Henry Smith Pritchett (April 16, 1857 – August 28, 1939) was an American astronomer and educator.

Biography

Pritchett was born on April 16, 1857 in Fayette, Missouri, the son of Carr Waller Pritchett, Sr., and attended Pritchett College in Glasgow, Missouri, receiving an A.B. in 1875.

He then took instruction from Asaph Hall for two years at the US Naval Observatory after which he was made an assistant astronomer. In 1880, he returned to Glasgow to take a position at the Morrison Observatory, where his father Carr Waller Pritchett, Sr. was director. He served as an astronomer on the Transit of Venus Expedition to New Zealand in 1882. When he returned in 1883, he took an appointment as professor of mathematics and astronomy and director of the observatory at Washington University in St. Louis. In the early 1890s he studied in Germany, where he earned a PhD from the University of Munich in 1894. He was Superintendent of the US Coast and Geodetic Survey from 1897 to 1900.

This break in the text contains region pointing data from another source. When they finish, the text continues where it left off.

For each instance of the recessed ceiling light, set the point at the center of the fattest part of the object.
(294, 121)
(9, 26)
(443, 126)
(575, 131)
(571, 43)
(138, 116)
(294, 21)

Pritchett served as the president of the Massachusetts Institute of Technology (MIT) from 1900 to 1906.

Pritchett was elected a member of the American Antiquarian Society in 1902. Pritchett later resigned, though the reasons and timing are unclear.

He was president of the Carnegie Foundation for the Advancement of Teaching (CFAT) from 1906 until he retired in 1930. His principal accomplishment while with the CFAT was the institution of a fully funded pension program (the Teachers Insurance and Annuity Association, TIAA) in 1918.

He also served as the first president of the National Society for the Promotion of Industrial Education (1907). He had a long involvement with the Carnegie Endowment for International Peace, and served as a trustee for Carnegie Institute of Washington.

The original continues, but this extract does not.